A third application is to outsource the grunt work – think cleaning data sets or generating charts for quantitative consumer insights data.
Is AI going to take over our jobs?
In a nutshell, no. The key problem with AI algorithms – widely acknowledged in multiple spheres – is human bias corrupting datasets that AI tools are built on. Or, as they say in the computing world, ‘Garbage In, Garbage Out’.
Fundamentally, AI algorithms are only as good as the data that is fed into it. This has led to numerous problems stemming from human biases creeping into dataset creation. Famous examples include racial bias in facial recognition algorithms leading to arrests of innocent people of colour and Google Photos mis-labelling people of colour as gorillas.
In the consumer insights world, relying on AI creates a big blind spot: building on data that is familiar for researchers like us (predominantly people with privilege), thus ignoring consumers and cultures that are relevant for brand expansion.
Where AI falls short: Helping brands break into new markets
As a behaviour and culture insights agency, much of our recent work has focused on established brands expanding into new segments and markets. Typical brand strategy questions involve understanding how to market to bottom of the pyramid consumers, expand to new countries, or break into unfamiliar subcultures like gaming.
“Fundamentally, AI algorithms are only as good as the data that is fed into it. This has led to numerous problems stemming from human biases creeping into dataset creation.”
Our work in this space has rested on the premise of breaking out of preconceived notions and recognising our personal biases as urban, privileged researchers. Participatory research approaches are critical to understand new spaces, transferring power to the hands of communities we seek to understand instead of being a top-down researcher. For example, having community members lead the research, creating videos about their lives, or being guided through immersive tours of their contexts.
These are nuances lost in AI research tools – for instance, even social media data analysis is limited by algorithms understanding of local language scripts and different phrases of expression.

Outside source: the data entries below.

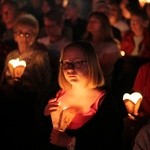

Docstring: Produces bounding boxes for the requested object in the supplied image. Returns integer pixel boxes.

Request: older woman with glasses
[44,41,123,150]
[1,14,52,150]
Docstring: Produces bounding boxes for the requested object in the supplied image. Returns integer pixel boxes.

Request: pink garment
[57,91,105,129]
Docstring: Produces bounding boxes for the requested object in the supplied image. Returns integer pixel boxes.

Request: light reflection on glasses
[15,31,34,38]
[60,60,87,69]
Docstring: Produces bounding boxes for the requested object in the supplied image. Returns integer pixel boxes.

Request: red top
[57,91,105,129]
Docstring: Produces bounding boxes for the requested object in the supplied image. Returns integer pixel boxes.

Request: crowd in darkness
[0,0,150,150]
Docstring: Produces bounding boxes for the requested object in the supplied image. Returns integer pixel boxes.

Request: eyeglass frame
[14,31,35,38]
[59,60,87,70]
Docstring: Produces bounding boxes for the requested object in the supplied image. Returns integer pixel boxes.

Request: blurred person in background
[120,9,150,57]
[0,14,52,150]
[65,2,87,41]
[84,11,120,88]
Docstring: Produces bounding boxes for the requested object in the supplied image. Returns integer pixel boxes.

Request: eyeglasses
[15,31,34,38]
[60,60,87,69]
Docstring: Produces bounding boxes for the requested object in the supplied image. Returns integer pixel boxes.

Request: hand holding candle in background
[8,58,26,79]
[44,98,76,132]
[123,92,142,116]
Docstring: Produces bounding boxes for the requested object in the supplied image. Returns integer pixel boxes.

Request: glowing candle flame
[123,92,142,104]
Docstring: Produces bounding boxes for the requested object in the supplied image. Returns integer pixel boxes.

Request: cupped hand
[44,98,61,116]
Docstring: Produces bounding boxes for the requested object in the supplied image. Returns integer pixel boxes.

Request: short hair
[13,13,39,37]
[58,41,104,89]
[44,8,65,24]
[88,11,113,41]
[1,0,19,15]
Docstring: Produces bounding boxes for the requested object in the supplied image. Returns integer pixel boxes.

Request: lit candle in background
[139,0,150,7]
[51,99,76,132]
[123,92,142,104]
[8,58,26,78]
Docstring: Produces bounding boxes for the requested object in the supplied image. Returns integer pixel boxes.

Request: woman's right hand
[44,98,60,116]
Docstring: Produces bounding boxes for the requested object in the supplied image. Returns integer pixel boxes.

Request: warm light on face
[9,58,26,68]
[8,58,26,78]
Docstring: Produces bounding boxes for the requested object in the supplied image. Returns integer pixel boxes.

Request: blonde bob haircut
[58,41,105,90]
[13,13,39,37]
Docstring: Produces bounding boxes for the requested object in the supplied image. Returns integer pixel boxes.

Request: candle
[8,58,26,79]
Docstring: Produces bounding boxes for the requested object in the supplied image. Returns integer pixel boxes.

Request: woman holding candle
[1,14,52,150]
[44,41,123,150]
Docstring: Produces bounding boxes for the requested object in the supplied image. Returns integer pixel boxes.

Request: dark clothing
[0,49,51,150]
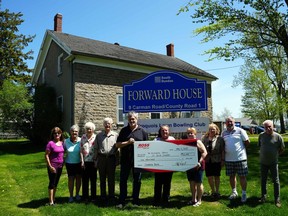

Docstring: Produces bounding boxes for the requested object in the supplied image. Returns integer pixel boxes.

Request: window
[40,68,46,84]
[57,95,63,112]
[150,113,162,119]
[117,95,127,124]
[57,53,64,74]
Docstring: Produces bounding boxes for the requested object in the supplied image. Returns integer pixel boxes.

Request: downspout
[67,55,75,125]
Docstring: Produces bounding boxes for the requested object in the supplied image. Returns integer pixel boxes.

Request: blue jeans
[261,164,280,202]
[119,163,141,204]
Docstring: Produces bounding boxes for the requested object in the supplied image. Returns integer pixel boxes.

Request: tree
[233,64,279,122]
[0,80,33,132]
[180,0,288,132]
[0,6,35,86]
[214,107,232,121]
[179,0,288,60]
[0,6,35,136]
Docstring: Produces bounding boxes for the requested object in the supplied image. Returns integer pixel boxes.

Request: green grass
[0,136,288,216]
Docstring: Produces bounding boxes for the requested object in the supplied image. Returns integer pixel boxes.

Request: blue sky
[1,0,243,117]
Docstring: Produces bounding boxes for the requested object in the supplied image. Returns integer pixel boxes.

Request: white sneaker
[229,192,238,200]
[241,194,247,203]
[116,203,123,209]
[75,194,81,201]
[193,202,201,207]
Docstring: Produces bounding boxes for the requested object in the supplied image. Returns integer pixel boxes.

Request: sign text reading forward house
[123,71,207,112]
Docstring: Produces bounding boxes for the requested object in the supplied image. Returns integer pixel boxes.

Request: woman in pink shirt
[45,127,64,205]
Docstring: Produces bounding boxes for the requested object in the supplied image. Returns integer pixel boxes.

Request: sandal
[187,200,196,205]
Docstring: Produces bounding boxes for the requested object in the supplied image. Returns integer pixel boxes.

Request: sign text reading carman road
[123,71,207,112]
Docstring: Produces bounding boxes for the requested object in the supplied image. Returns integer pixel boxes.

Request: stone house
[32,14,217,131]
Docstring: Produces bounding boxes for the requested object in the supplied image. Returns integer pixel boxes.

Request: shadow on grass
[0,140,45,156]
[18,197,68,209]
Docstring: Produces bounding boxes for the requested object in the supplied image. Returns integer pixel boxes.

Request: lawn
[0,136,288,216]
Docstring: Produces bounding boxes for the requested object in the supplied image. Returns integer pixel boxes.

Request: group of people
[45,114,285,208]
[45,118,118,205]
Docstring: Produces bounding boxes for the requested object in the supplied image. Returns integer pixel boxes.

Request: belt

As we move towards a future where human researchers co-exist with AI tools, we need to stay true to our human core as researchers. We need to step outside our comfort zones and experience unfamiliar ways of life – through visiting new areas, conversing with different types of consumers, understanding their perspectives and beliefs. This will help ensure that we are not distanced from ‘real life’, both from an AI perspective and through reflection of our own human biases.